As stated above, the chief goal of the ResearchStudySubject is to associate a portion of Participants whose data is restricted in identical ways. In this case, by the restrictions, Health/Medical/Biomedical Research, “IRB approval required” and Not-for-profit use only. These restrictions specify the limits any researcher is bound to when using the data consented in this way.

{
  "resourceType" : "ResearchStudy",
  "id" : "cmg-research-study-subject-cmg-hmb-irb-npu",
  "meta" : {
    "profile" : [
      "https://nih-ncpi.github.io/ncpi-fhir-ig/StructureDefinition/research-study-subject"
    ]
  },
  "extension" : [
    {
      "url" : "https://nih-ncpi.github.io/ncpi-fhir-ig/StructureDefinition/research-study-subject-consent",
      "valueReference" : {
        "reference" : "Consent/hmb-irb-npu-consent"
      }
    }
  ],
  "identifier" : [
    {
      "system" : "http://mendelian.org/fhir",
      "value" : "BH-CMG-HMB-IRB-NPU"
    }
  ],
  "title" : "BH-CMG HMB-IRB-NPU Consent Study Subject",
  "partOf" : [
    {
      "reference" : "ResearchStudy/cmg-research-study-bhcmg"
    }
  ],
  "status" : "completed",
  "enrollment" : [
    {
      "reference" : "Group/cmg-research-study-bhcmg-consent-group-hmb-irb-npu"
    }
  ]
}

The first thing to note is the reference to the parent study by way of the partOf attribute:

{
  "partOf" : [
    {
      "reference" : "ResearchStudy/cmg-research-study-bhcmg"
    }
  ]
}

This ties the other StudyGroup associated with this portion of the study back to the parent study.
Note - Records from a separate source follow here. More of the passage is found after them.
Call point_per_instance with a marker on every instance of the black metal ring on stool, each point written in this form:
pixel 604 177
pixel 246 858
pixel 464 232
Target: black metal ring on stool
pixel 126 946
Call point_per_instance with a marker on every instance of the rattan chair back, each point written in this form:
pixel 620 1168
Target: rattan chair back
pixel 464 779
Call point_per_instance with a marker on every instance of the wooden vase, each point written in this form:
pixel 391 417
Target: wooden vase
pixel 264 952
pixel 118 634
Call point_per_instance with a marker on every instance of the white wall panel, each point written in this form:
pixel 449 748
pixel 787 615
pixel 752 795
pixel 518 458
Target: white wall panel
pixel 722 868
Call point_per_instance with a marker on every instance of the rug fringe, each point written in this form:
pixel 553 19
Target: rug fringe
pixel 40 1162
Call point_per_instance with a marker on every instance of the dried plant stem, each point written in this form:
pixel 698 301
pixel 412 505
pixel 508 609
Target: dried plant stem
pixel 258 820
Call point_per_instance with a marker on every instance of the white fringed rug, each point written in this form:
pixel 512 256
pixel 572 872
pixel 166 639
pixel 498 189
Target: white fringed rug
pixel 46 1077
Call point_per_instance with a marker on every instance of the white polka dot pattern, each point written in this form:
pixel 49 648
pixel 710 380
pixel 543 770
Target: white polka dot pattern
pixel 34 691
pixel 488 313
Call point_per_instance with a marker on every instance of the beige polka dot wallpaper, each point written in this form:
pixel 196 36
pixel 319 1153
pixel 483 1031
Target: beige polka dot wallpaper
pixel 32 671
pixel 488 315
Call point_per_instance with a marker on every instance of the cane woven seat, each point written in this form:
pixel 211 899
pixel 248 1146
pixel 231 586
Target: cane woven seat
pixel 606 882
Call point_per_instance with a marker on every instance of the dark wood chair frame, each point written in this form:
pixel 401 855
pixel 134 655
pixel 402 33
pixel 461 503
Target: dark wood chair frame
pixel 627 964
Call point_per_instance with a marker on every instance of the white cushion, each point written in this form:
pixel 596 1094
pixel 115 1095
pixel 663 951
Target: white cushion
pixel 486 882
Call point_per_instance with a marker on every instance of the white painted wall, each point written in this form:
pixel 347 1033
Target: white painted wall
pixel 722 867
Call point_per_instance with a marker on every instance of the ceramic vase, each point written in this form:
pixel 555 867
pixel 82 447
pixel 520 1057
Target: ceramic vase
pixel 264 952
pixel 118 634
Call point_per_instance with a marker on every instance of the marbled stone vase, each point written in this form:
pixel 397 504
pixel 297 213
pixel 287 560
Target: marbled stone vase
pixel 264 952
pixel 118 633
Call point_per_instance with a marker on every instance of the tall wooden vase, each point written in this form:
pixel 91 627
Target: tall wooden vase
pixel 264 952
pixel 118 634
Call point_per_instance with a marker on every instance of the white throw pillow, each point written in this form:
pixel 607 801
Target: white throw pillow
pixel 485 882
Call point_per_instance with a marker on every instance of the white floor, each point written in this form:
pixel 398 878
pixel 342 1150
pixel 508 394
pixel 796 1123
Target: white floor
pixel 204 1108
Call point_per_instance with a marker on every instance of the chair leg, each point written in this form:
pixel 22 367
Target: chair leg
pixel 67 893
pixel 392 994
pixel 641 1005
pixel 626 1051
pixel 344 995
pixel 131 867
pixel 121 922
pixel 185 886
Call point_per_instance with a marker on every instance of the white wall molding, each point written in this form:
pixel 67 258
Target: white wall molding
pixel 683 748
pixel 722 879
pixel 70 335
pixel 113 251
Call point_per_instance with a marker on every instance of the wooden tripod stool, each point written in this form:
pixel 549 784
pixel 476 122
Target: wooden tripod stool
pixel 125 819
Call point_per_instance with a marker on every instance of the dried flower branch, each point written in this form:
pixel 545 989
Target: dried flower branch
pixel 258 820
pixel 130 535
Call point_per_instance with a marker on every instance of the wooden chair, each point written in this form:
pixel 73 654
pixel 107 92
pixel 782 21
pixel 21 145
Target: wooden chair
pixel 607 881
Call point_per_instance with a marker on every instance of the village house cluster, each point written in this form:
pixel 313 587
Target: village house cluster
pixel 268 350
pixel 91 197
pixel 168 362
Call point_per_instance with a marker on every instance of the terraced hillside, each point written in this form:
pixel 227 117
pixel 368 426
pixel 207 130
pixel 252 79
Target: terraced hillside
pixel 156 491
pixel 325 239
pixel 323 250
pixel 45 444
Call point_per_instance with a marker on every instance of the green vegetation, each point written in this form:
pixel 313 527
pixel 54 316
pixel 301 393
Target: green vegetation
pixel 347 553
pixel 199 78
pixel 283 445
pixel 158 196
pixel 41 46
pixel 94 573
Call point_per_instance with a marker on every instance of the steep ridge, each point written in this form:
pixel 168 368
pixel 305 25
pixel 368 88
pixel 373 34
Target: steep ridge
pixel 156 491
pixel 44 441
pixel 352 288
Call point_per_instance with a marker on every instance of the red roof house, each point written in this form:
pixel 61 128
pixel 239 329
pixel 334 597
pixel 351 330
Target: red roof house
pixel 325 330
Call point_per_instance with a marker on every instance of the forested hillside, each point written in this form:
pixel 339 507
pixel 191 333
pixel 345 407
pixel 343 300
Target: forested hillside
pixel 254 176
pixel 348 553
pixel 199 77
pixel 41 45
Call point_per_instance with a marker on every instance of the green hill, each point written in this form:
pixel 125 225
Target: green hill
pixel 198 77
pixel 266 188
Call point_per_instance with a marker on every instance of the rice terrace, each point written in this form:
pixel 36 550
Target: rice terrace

Next notice the reference to the appropriate StudyGroup in the enrollment attribute:

{
  "enrollment" : [
    {
      "reference" : "Group/cmg-research-study-bhcmg-consent-group-hmb-irb-npu"
    }
  ]
}

This links the ResearchStudySubject to the StudyGroup which describes the participants consented under the HMB, IRB and NPU consent.

Finally, we link the link to the actual consent resource using the extension, research-study-subject-consent.

{
  "extension" : [
    {
      "url" : "https://nih-ncpi.github.io/ncpi-fhir-ig/StructureDefinition/research-study-subject-consent",
      "valueReference" : {
        "reference" : "Consent/hmb-irb-npu-consent"
      }
    }
  ]
}

This is a feature of the R5 version of ResearchStudy that allows us to match all members of the one StudyGroup to a single consent.